Configuration is managed through environment variables loaded from a .env file in the project’s root directory.

In the root directory of the streeteasy-scraper project, create a new file named .env. You can copy the contents of the .env.example file as a starting point:

Terminal window
cp .env.example .env

Now, you will edit the .env file to fill in the required values.

Required Environment Variables for Sync Profile

Section titled “Required Environment Variables for Sync Profile”

Configure these variables in your .env file:

Connection details for the local PostgreSQL database:

POSTGRES_USER=user
POSTGRES_PASSWORD=password
POSTGRES_DB=user
POSTGRES_HOST=db
POSTGRES_PORT=5432

Credentials for the synchronous BrightData Web Unlocker service.

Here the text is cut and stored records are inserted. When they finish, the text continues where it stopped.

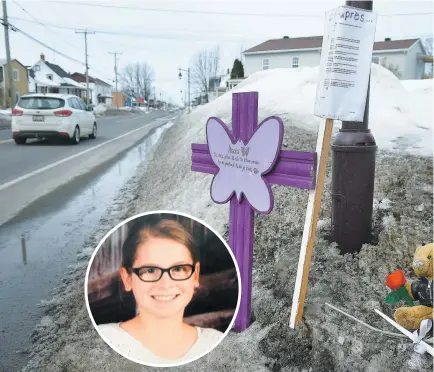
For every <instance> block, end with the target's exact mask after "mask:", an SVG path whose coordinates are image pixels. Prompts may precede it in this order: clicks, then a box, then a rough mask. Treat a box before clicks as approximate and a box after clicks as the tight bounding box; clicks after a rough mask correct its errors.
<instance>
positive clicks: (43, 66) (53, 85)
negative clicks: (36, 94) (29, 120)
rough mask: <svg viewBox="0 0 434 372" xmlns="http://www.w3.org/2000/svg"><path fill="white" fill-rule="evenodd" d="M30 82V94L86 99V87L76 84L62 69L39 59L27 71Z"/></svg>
mask: <svg viewBox="0 0 434 372" xmlns="http://www.w3.org/2000/svg"><path fill="white" fill-rule="evenodd" d="M29 76H30V77H31V79H30V80H31V81H30V82H29V91H30V92H32V93H63V94H75V95H76V96H78V97H80V98H85V97H86V87H83V86H82V85H81V84H80V83H78V82H76V81H75V80H74V79H73V78H72V77H71V75H70V74H69V73H67V72H66V71H65V70H64V69H63V68H62V67H60V66H59V65H56V64H54V63H50V62H48V61H46V60H45V56H44V55H43V54H41V58H40V60H39V61H38V62H36V63H35V64H34V65H33V66H32V68H31V69H30V71H29Z"/></svg>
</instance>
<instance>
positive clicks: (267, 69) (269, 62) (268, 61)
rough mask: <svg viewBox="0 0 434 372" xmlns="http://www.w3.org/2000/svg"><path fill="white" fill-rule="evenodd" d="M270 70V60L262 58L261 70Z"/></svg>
mask: <svg viewBox="0 0 434 372" xmlns="http://www.w3.org/2000/svg"><path fill="white" fill-rule="evenodd" d="M269 68H270V58H263V59H262V69H263V70H268V69H269Z"/></svg>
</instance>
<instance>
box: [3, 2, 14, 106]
mask: <svg viewBox="0 0 434 372" xmlns="http://www.w3.org/2000/svg"><path fill="white" fill-rule="evenodd" d="M2 6H3V26H4V28H5V46H6V58H7V63H8V75H9V92H10V95H11V107H12V108H14V107H15V103H16V102H15V85H14V77H13V75H12V61H11V48H10V45H9V22H8V10H7V7H6V0H3V1H2ZM6 93H7V91H6V89H5V95H6Z"/></svg>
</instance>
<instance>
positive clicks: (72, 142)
mask: <svg viewBox="0 0 434 372" xmlns="http://www.w3.org/2000/svg"><path fill="white" fill-rule="evenodd" d="M71 141H72V143H73V144H74V145H78V144H79V143H80V128H79V127H78V125H77V126H76V127H75V130H74V134H73V135H72V138H71Z"/></svg>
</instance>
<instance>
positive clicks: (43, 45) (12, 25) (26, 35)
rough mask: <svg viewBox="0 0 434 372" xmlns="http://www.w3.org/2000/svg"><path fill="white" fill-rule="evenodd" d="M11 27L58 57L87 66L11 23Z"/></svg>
mask: <svg viewBox="0 0 434 372" xmlns="http://www.w3.org/2000/svg"><path fill="white" fill-rule="evenodd" d="M1 20H2V21H3V19H1ZM9 26H10V27H11V30H12V31H15V32H19V33H21V34H22V35H24V36H26V37H27V38H29V39H31V40H33V41H34V42H35V43H38V44H40V45H42V46H43V47H45V48H47V49H49V50H51V51H52V52H55V53H57V54H58V55H60V56H62V57H64V58H67V59H69V60H71V61H73V62H76V63H79V64H81V65H85V64H84V63H83V62H81V61H79V60H78V59H75V58H72V57H70V56H68V55H66V54H65V53H62V52H59V51H58V50H57V49H54V48H52V47H50V46H48V45H47V44H45V43H43V42H42V41H40V40H38V39H36V38H35V37H33V36H31V35H29V34H28V33H26V32H24V31H23V30H21V29H19V28H18V27H16V26H14V25H12V24H11V23H9Z"/></svg>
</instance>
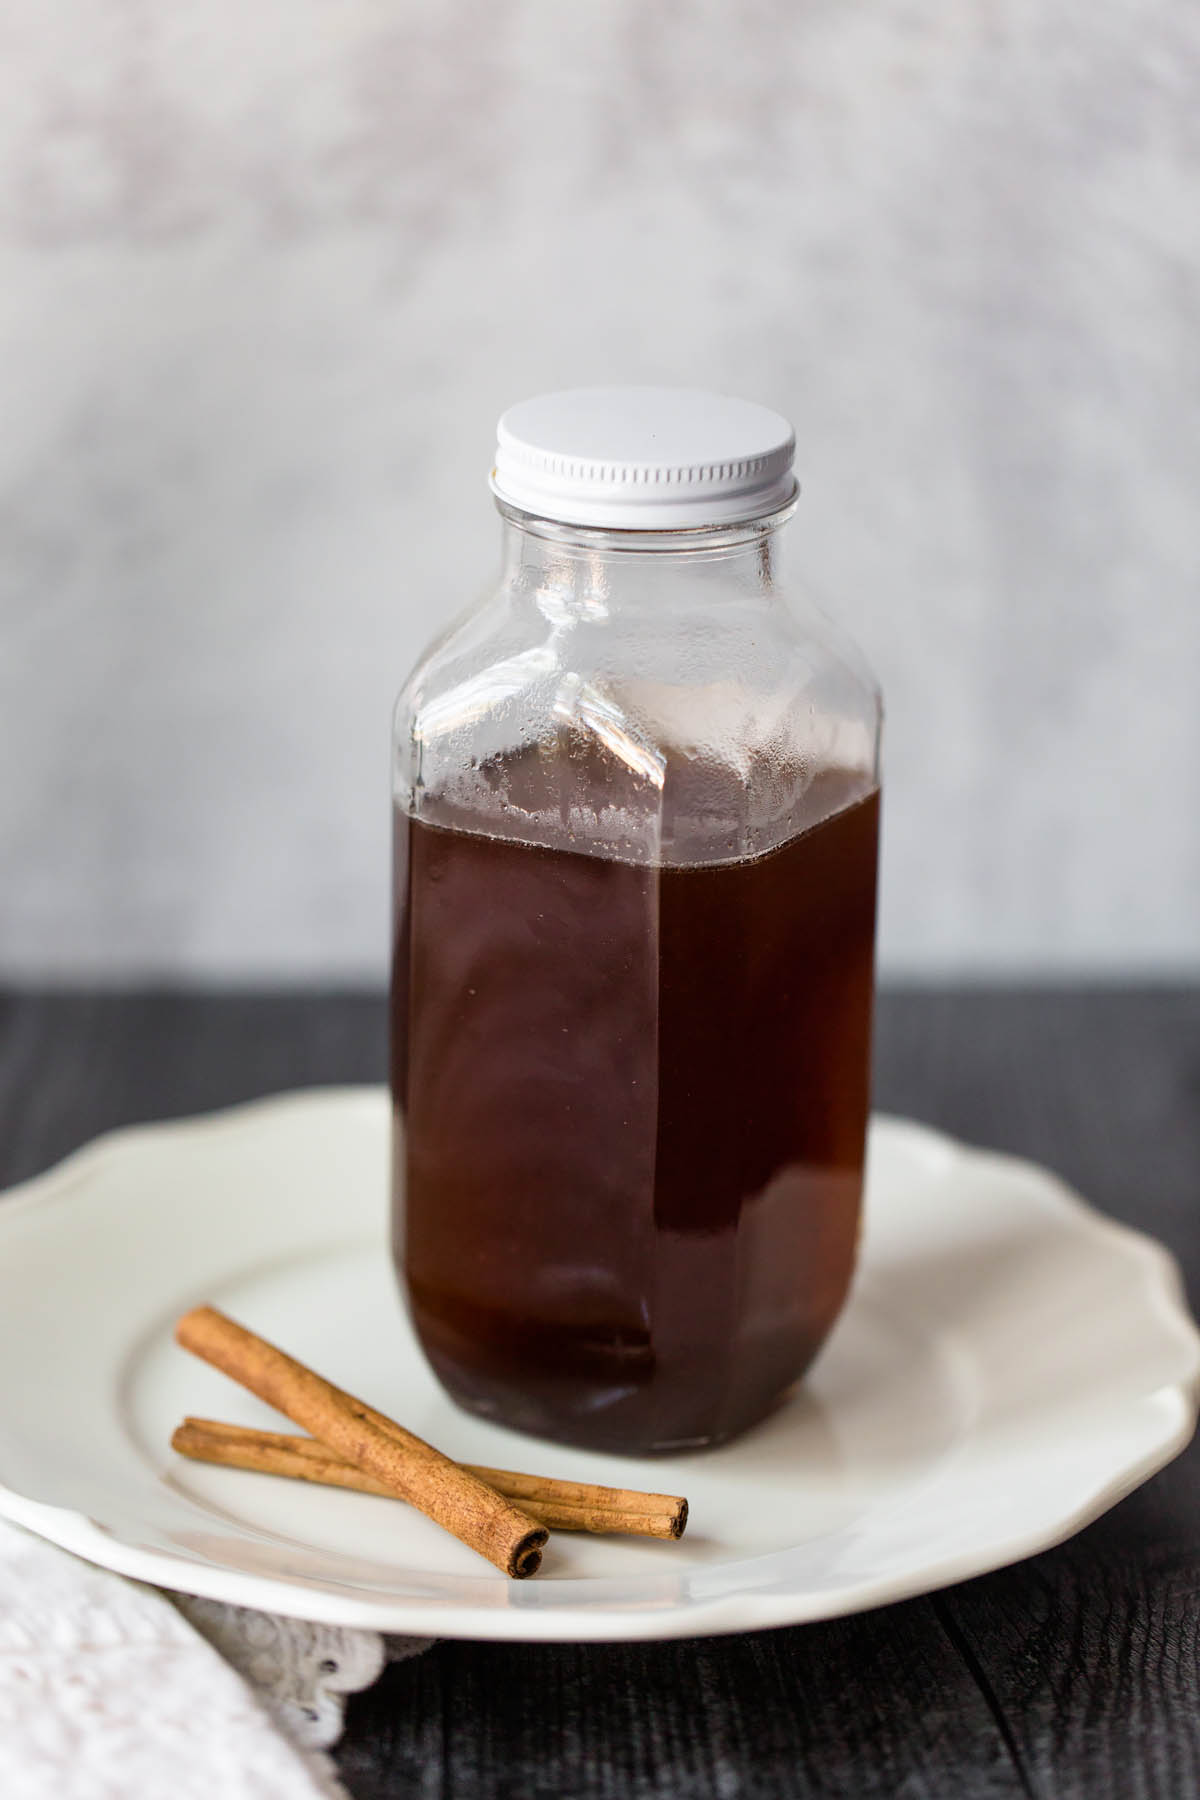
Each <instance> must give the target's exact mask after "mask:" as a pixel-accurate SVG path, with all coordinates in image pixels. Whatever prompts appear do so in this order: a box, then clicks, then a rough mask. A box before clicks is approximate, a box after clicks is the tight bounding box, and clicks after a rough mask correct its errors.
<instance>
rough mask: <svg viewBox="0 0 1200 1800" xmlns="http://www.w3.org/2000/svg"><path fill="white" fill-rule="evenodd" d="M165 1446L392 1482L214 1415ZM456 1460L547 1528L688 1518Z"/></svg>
mask: <svg viewBox="0 0 1200 1800" xmlns="http://www.w3.org/2000/svg"><path fill="white" fill-rule="evenodd" d="M171 1447H173V1449H176V1451H178V1453H180V1454H182V1456H191V1458H193V1460H194V1462H207V1463H221V1465H223V1467H227V1469H254V1471H257V1472H261V1474H279V1476H290V1478H291V1480H297V1481H317V1483H320V1485H324V1487H345V1489H353V1490H354V1492H358V1494H394V1489H390V1487H387V1485H385V1483H383V1481H378V1480H376V1478H374V1476H371V1474H367V1472H365V1471H363V1469H356V1467H354V1465H353V1463H347V1462H345V1460H344V1458H342V1456H338V1454H335V1453H333V1451H329V1449H326V1445H324V1444H318V1442H317V1440H315V1438H297V1436H291V1435H288V1433H284V1431H259V1429H255V1427H254V1426H230V1424H225V1422H223V1420H218V1418H185V1420H184V1424H182V1426H178V1427H176V1431H175V1436H173V1438H171ZM461 1467H462V1469H466V1471H468V1472H470V1474H475V1476H479V1480H480V1481H486V1483H488V1487H493V1489H495V1490H497V1492H498V1494H504V1496H507V1498H509V1499H518V1501H520V1505H522V1510H524V1512H527V1514H529V1516H531V1517H533V1519H538V1523H540V1525H545V1526H549V1530H552V1532H608V1534H615V1532H621V1534H630V1535H635V1537H682V1534H684V1528H685V1525H687V1501H685V1499H684V1498H682V1496H678V1494H644V1492H640V1490H637V1489H622V1487H597V1485H594V1483H590V1481H563V1480H558V1478H556V1476H540V1474H518V1472H516V1471H513V1469H484V1467H480V1465H477V1463H461Z"/></svg>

  • BRIGHTDATA_USERNAME: Your BrightData Web Unlocker username.
  • BRIGHTDATA_PASSWORD: Your BrightData Web Unlocker password.
  • BRIGHTDATA_HOST: BrightData proxy hostname (e.g., brd.superproxy.io).
BRIGHTDATA_USERNAME=your_brightdata_username
BRIGHTDATA_PASSWORD=your_brightdata_password
BRIGHTDATA_HOST=brd.superproxy.io

Async/Shared Variables (Required by Config)

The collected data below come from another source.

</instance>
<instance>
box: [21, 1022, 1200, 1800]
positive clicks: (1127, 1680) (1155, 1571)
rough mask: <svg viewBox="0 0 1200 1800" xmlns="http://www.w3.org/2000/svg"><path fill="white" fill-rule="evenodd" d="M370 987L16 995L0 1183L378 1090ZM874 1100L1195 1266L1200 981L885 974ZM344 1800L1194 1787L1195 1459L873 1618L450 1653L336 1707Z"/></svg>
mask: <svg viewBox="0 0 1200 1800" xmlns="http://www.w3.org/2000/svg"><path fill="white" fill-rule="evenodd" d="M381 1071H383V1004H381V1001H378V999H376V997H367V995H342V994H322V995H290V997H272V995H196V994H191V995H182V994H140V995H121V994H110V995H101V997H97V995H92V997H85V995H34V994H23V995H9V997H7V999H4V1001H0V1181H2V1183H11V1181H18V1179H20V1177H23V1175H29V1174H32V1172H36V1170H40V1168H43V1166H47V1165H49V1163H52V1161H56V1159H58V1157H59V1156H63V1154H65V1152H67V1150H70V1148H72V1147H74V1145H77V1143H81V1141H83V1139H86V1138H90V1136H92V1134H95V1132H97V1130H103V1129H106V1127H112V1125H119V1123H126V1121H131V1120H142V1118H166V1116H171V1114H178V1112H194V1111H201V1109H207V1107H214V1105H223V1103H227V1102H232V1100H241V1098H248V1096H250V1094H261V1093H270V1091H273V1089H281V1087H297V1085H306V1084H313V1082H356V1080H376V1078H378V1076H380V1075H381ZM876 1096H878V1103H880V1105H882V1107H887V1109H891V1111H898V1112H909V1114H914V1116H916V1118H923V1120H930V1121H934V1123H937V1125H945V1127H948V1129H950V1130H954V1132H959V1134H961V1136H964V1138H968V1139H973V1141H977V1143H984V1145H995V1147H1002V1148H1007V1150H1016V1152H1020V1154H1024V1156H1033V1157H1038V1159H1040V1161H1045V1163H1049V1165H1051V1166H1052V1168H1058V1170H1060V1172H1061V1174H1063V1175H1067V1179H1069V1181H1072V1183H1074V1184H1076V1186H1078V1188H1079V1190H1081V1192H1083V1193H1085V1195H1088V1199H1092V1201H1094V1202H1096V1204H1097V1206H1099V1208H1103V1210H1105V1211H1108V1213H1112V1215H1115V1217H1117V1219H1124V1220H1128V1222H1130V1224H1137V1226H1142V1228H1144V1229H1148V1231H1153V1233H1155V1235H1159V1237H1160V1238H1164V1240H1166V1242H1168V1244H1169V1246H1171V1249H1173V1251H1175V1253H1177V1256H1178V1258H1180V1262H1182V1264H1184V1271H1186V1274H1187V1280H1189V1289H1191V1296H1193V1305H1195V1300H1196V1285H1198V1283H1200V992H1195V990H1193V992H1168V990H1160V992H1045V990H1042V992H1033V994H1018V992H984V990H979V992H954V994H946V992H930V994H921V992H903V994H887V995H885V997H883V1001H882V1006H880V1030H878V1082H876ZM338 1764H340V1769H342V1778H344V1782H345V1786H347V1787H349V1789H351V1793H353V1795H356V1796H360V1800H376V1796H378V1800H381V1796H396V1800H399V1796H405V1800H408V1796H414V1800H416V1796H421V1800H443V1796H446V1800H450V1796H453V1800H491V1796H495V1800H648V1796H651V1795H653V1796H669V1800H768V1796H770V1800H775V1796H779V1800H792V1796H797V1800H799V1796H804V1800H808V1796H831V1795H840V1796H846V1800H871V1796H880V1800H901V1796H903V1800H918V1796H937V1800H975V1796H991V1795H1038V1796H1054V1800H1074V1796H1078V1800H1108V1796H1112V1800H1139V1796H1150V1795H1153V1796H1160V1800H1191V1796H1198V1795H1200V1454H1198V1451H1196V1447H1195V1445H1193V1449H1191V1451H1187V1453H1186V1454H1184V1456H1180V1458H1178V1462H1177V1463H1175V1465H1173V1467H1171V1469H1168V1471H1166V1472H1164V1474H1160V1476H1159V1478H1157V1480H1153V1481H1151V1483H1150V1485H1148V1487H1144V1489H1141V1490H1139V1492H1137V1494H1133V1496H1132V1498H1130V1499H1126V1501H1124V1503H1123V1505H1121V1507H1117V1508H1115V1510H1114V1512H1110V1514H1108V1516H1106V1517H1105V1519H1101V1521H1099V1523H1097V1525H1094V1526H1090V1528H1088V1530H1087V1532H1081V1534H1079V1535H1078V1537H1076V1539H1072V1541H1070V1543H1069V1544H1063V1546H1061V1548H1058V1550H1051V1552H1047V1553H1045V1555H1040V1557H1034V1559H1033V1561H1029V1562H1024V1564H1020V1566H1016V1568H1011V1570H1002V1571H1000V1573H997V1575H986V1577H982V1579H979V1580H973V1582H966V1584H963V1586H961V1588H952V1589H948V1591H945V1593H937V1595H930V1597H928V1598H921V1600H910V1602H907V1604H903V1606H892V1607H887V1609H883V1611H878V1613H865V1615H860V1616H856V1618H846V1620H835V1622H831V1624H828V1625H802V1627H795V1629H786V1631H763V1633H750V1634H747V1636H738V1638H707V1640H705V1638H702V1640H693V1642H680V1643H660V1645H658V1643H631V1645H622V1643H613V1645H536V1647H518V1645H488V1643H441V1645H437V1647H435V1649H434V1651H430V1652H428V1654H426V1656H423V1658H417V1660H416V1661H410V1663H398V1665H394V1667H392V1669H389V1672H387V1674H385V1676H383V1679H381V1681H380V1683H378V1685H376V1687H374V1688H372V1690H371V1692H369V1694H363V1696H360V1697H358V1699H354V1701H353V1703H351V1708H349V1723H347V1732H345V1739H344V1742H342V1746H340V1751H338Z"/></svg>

Section titled “Async/Shared Variables (Required by Config)”

These variables are required by the project’s configuration loading but are primarily used for the asynchronous profile. Provide values from your BrightData account or use a placeholder for Cloudflare.

  • BRIGHTDATA_API_TOKEN: Your BrightData API Token.
  • BRIGHTDATA_CUSTOMER_ID: Your BrightData Customer ID.
  • BRIGHTDATA_ZONE: Your BrightData Web Unlocker zone name.
  • CLOUDFLARE_TUNNEL_TOKEN: Your Cloudflare Tunnel Token. Use dummy_token for sync quickstart.
BRIGHTDATA_API_TOKEN=your_brightdata_api_token
BRIGHTDATA_CUSTOMER_ID=your_brightdata_customer_id
BRIGHTDATA_ZONE=your_brightdata_zone
CLOUDFLARE_TUNNEL_TOKEN=dummy_token # Placeholder for sync quickstart

Filter addresses from the nyc.gov list. Default is MANHATTAN.

  • BOROUGHS_TO_KEEP: Comma-separated borough names (e.g., MANHATTAN,BROOKLYN).
BOROUGHS_TO_KEEP=MANHATTAN

Once you have filled in the required environment variables in your .env file, you are ready to run the synchronous scraping profile using Docker Compose.